We’re excited to announce the private beta of HCP Waypoint actions support for GitHub Actions, bringing the power of push-button Day 2+ workflows directly into your CI/CD pipelines.
HCP Waypoint actions, generally available earlier this year, let platform teams define secure, reusable workflows and make them available to developers with a single click
With this private beta, those same Waypoint actions can now natively trigger GitHub workflows, which are the pipelines that run steps such as:
- Checking out source code
- Building and publishing container images
- Provisioning infrastructure
- Running tests or scans
- Posting deployment notifications, and more
This lets platform teams orchestrate their existing CI/CD pipelines and Day 2+ operations directly from Waypoint without requiring developers to edit workflow files.
»Why GitHub Actions support matters
GitHub Actions powers CI/CD for many teams, and this integration lets Waypoint actions trigger existing workflows without pipeline rewrites.
- Enable self-service in existing pipelines: Platform engineers can publish approved Waypoint actions - such as database migrations or smoke tests - that developers can run from Waypoint, which in turn triggers the right GitHub Actions workflows in their repos.
- Ensure governance and consistency: HCP Waypoint defines which workflows can be triggered and what inputs they receive, while the GitHub workflow files themselves remain under the application team’s control.
- Simplify platform engineering: A single set of Waypoint-defined actions is reusable across the UI, API, and CI/CD pipelines, reducing duplication and operational overhead.
»How it works
- Connect to GitHub securely: Platform engineers set up an integration in HCP Waypoint that grants access only to the selected GitHub repositories.
- Publish a Waypoint action: They define a new action in HCP Waypoint and link it to an existing GitHub Actions workflow, specifying which inputs it accepts.

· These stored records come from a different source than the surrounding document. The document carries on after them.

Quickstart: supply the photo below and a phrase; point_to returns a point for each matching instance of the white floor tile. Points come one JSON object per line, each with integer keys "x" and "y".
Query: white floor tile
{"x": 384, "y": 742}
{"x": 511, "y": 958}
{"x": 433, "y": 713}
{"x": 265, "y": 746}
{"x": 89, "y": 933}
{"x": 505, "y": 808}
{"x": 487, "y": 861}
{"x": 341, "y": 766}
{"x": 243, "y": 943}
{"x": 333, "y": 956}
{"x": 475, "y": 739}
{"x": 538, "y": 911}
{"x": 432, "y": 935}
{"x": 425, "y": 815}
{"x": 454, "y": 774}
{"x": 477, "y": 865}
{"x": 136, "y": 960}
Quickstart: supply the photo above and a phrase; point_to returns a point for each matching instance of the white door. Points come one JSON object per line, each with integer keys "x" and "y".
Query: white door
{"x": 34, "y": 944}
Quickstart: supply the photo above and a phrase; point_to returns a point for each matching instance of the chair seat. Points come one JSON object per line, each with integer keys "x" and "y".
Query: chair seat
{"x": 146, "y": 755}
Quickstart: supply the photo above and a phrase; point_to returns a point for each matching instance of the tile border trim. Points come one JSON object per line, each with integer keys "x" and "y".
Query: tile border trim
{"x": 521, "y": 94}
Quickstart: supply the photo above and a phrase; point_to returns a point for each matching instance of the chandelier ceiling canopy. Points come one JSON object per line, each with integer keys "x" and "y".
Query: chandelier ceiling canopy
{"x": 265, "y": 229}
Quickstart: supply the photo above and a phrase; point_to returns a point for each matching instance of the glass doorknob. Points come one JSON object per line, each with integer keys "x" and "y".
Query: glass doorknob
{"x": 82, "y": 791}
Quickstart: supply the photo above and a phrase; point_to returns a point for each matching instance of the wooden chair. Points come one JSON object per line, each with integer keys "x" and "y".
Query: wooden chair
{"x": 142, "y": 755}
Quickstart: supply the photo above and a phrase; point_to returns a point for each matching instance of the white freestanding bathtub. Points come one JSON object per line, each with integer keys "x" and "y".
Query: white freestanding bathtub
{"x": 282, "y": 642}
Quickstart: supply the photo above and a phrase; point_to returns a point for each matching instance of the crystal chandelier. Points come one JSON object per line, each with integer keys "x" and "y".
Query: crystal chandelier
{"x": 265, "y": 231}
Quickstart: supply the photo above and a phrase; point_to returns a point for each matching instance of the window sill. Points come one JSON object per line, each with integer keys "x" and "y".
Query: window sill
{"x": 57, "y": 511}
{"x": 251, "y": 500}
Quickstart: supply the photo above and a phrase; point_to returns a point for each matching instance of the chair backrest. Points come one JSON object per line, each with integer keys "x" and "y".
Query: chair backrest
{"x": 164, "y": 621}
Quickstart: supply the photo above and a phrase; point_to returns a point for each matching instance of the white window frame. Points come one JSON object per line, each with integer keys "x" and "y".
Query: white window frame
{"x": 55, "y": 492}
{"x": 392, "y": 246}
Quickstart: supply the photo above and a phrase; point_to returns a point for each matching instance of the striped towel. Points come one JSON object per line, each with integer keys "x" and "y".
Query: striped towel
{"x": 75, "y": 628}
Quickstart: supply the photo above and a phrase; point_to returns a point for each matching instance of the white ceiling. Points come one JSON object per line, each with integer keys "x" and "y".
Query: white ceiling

- Run with one command: Developers trigger that action from the HCP Waypoint UI, CLI, or API. Waypoint handles authentication, passes the right inputs to GitHub Actions, and records the run for audit and policy checks.
Watch a demo of this workflow:
With this release, platform engineers can expose critical workflows such as running tests, building images, or performing security scans as Waypoint actions without duplicating pipeline logic.
Developers, in turn, can run these workflows directly from the Waypoint UI or CLI with a single click or command. They don’t need to edit YAML files or learn the details of the CI/CD configuration; they simply invoke the action that the platform team has published.
»Use cases
To give a clearer picture of the value behind this GitHub Actions workflow support, here are a handful of real-world use cases:
- Promote a tested build to production: A platform engineer creates a Waypoint action called “Promote to Production” that triggers an existing GitHub workflow to deploy a tested container image tag (for example
v1.4.0) to the production cluster without the need for the developer to edit pipeline files. - Trigger post-deploy security scans: After Waypoint finishes provisioning infrastructure for a new environment, a follow-up action calls a GitHub workflow that runs compliance and vulnerability scans on the freshly provisioned resources to validate them before the app is exposed to users.
- Run smoke tests on demand without editing YAML: A developer investigating an outage opens the Waypoint UI, selects the “Run Smoke Tests” action, and Waypoint invokes an existing GitHub workflow that executes the project’s automated smoke-test suite against the chosen environment without touching the workflow YAML or pushing a commit.
- Automated notifications and reporting after deploy: After the application has been provisioned through Waypoint’s usual workflow, a platform engineer defines a Waypoint action called “Generate Release Report” that triggers a GitHub workflow to compile a release summary, publish it to the team’s internal release-notes site, and update the changelog file in the repo.
»Join the private beta
The private beta is open to a limited number of customers. If your team uses GitHub Actions and is interested in simplifying Day 2+ workflows with HCP Waypoint, sign up to join the beta program.
»What’s next
This private beta is the first step in making HCP Waypoint actions more extensible and tightly integrated with the platforms you use every day. Over the coming months, we plan to expand support to additional CI/CD tools and continue to evolve the developer experience for platform-defined workflows.